We’ve all had nights where we drink too much water before bed. And on those nights, our bladder wakes us up to use the restroom. But if you are waking up two or more times on a regular basis, you may have nocturia – which is the term for excessive night time urination. (1)
If you’re waking up multiple times per night to empty your bladder, it’s likely that you’re not getting enough restful sleep. And when you don’t get enough sleep, your energy levels can suffer during the day.
Sound familiar? Are you reaching for another cup of coffee as you read this?
We can help.
Nocturia isn’t a disease itself. It’s usually a symptom that something else in your body is out of balance. It’s also quite common, with approximately 1 in 3 adults (over aged 30), experiencing nocturia.

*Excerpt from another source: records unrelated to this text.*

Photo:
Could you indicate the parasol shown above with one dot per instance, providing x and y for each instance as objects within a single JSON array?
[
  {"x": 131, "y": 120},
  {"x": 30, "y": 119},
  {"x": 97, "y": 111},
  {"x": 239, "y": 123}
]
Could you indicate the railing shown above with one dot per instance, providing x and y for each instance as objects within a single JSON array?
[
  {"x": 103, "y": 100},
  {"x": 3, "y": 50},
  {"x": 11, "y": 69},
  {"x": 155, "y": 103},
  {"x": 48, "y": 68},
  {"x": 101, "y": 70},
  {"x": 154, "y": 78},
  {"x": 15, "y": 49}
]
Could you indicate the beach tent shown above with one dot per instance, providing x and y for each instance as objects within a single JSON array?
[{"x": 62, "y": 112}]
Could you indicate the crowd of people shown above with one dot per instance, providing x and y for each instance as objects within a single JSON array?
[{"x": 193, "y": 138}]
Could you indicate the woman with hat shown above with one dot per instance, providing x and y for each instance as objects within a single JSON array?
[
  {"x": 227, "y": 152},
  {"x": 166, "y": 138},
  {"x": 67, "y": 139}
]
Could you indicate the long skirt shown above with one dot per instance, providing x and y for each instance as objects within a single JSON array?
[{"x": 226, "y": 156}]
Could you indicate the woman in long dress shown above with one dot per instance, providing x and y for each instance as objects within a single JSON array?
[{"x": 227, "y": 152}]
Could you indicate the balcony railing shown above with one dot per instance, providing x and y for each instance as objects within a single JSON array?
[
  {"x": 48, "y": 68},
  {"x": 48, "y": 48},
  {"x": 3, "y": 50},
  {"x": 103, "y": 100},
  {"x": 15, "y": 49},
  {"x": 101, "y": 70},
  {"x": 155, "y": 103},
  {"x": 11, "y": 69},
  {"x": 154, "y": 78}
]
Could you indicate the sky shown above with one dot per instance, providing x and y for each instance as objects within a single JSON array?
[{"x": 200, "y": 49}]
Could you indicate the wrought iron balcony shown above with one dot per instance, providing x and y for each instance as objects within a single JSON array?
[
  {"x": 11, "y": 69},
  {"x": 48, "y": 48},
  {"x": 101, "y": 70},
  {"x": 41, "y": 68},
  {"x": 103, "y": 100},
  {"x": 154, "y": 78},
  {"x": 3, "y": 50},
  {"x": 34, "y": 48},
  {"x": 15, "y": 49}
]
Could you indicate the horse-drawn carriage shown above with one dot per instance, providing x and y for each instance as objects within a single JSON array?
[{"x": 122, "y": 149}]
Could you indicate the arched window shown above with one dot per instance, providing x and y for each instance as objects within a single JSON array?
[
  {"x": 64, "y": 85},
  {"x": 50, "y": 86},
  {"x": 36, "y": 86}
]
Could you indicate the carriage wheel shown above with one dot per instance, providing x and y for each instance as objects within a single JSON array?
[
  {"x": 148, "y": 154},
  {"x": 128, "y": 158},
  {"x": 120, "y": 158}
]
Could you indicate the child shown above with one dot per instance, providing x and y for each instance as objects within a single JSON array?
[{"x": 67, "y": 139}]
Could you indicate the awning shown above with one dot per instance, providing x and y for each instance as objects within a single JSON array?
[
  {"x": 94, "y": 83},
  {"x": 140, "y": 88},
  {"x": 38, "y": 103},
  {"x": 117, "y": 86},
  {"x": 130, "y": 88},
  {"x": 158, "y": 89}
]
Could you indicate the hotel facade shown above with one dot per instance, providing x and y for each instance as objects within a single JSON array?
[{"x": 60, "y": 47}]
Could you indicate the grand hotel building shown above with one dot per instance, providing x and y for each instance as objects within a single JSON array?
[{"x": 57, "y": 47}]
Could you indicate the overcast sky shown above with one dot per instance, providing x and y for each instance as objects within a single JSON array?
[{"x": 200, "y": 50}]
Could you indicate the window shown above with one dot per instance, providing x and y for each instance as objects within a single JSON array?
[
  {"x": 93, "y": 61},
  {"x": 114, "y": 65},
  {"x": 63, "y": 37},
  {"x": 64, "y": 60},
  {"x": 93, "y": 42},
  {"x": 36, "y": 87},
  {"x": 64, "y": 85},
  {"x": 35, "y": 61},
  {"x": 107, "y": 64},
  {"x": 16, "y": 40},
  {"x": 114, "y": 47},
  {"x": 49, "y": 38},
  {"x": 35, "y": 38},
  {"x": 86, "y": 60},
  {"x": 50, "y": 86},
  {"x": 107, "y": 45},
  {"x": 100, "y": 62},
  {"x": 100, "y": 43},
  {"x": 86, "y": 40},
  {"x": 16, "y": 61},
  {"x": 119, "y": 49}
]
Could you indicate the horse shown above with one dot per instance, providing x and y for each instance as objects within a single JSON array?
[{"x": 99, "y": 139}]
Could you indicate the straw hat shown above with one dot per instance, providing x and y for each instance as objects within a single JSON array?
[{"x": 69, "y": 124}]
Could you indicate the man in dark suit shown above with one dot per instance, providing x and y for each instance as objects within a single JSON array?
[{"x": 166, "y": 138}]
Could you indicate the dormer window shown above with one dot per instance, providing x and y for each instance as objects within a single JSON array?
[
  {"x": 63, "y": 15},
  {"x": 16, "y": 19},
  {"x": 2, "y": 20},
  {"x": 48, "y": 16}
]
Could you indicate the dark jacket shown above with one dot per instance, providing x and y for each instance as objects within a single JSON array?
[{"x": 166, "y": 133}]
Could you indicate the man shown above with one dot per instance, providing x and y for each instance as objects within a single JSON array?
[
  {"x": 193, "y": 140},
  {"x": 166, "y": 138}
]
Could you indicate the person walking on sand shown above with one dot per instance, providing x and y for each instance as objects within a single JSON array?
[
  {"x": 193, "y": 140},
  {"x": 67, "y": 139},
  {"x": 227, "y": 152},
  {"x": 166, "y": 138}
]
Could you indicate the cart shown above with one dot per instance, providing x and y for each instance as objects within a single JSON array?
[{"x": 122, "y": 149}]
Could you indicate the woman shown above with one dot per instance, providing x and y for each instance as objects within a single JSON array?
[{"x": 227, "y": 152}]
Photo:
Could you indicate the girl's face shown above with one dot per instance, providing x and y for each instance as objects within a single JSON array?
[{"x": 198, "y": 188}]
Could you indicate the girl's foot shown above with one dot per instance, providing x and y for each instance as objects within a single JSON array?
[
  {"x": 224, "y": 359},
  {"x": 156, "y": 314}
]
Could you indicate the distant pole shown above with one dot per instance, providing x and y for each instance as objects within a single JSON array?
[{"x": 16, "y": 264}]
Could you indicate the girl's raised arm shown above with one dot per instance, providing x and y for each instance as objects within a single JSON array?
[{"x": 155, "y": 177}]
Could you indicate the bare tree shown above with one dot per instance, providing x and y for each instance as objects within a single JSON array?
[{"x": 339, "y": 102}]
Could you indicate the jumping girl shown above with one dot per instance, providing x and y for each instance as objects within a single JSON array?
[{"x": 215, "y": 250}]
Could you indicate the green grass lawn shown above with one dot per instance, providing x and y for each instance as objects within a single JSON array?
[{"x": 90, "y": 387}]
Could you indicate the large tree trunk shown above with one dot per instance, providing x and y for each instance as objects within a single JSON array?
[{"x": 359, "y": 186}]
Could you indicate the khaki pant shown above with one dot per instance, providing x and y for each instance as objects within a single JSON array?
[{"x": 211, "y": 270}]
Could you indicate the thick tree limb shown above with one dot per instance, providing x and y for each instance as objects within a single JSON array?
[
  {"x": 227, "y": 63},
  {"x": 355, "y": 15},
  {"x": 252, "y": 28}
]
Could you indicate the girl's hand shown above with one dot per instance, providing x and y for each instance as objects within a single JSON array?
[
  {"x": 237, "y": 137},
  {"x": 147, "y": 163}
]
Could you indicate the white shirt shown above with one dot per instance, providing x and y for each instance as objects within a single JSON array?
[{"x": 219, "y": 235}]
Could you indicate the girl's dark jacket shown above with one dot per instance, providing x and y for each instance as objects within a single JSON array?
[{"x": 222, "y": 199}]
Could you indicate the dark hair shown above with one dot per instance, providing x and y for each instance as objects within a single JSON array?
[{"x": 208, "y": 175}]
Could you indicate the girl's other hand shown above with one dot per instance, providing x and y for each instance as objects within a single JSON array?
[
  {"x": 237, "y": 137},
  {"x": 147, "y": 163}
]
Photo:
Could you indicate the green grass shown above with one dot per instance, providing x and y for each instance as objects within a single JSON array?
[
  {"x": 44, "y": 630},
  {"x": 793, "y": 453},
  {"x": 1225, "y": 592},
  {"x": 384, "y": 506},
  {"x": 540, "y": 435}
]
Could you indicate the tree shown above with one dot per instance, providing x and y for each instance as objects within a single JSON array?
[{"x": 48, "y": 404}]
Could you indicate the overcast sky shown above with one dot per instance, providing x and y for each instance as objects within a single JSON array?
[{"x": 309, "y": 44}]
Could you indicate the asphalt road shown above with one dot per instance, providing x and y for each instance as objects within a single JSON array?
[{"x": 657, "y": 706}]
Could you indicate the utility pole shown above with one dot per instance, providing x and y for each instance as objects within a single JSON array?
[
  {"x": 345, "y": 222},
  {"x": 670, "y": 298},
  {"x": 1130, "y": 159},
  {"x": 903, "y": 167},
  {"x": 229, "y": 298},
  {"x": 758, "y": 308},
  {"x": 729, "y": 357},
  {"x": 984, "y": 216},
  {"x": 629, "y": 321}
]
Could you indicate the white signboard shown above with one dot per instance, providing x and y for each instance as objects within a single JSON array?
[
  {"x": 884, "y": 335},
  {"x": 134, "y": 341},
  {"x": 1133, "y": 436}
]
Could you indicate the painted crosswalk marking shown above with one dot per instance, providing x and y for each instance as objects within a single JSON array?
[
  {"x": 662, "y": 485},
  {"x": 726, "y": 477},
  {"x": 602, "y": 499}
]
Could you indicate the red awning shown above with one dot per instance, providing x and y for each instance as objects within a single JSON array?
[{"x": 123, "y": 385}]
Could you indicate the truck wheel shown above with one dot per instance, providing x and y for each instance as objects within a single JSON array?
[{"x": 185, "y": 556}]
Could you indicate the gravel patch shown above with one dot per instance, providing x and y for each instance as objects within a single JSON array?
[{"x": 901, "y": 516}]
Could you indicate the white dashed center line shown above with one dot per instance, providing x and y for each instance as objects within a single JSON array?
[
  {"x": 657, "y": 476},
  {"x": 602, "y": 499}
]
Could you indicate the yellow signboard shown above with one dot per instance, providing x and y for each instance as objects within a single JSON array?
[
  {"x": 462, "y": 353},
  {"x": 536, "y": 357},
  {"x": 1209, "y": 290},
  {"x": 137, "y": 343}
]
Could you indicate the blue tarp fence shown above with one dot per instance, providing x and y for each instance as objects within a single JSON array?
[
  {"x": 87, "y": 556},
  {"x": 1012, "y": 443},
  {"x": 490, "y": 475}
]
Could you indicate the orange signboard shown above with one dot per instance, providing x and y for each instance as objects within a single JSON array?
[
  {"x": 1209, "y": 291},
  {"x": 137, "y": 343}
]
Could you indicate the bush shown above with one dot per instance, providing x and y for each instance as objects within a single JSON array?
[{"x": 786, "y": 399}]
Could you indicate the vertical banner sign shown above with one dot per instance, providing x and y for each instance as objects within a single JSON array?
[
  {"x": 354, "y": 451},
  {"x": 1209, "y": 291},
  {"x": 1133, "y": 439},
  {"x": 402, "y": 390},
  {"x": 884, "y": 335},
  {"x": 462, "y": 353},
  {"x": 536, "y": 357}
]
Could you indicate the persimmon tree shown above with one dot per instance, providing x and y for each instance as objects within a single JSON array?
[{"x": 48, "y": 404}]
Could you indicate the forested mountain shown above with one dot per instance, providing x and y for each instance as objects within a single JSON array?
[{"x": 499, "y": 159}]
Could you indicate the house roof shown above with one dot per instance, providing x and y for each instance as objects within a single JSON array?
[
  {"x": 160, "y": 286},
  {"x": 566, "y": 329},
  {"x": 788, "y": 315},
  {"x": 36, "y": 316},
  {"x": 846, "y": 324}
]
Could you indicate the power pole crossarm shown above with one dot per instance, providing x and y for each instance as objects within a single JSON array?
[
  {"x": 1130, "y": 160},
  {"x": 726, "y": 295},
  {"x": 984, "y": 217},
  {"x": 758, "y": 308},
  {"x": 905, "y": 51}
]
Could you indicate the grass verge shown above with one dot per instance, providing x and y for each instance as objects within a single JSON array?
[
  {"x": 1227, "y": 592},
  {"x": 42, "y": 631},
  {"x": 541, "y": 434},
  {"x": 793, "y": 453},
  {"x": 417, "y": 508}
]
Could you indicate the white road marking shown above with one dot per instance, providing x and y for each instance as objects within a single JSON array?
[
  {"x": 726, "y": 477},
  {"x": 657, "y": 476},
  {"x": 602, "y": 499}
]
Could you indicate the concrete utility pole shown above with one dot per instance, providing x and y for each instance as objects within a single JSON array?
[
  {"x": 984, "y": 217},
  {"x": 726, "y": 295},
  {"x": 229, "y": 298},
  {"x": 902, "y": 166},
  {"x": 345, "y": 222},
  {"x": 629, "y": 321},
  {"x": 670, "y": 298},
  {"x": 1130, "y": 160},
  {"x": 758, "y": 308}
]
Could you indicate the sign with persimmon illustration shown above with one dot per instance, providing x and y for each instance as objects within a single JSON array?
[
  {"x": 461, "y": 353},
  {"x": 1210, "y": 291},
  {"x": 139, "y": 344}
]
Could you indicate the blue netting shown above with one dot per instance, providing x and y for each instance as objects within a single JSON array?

The risk seems to increase with age, but anyone can find themselves dealing with multiple bathroom breaks each night. Lifestyle habits and certain health conditions can contribute to nocturia, but the main causes fall into the following categories: (2)
1. Polyuria. Too much urine is made by the body in 24 hours.
2. Nocturnal polyuria. Too much urine is produced at night.
3. Problems with bladder storage. When the bladder has issues storing or emptying correctly.
4. Mixed nocturia. When a combination of these problems are contributing to your symptoms.
In the case that an underlying health condition is at fault, treating or resolving the condition itself also remedies the nocturia symptom. Diabetes, bladder obstruction, overactive bladder, prolapse, and high blood pressure are just a few of the health issues that can lead to nocturia. (2)
If there’s no health condition at play that requires treatment, sometimes a few simple lifestyle changes can reduce nocturia symptoms. (2)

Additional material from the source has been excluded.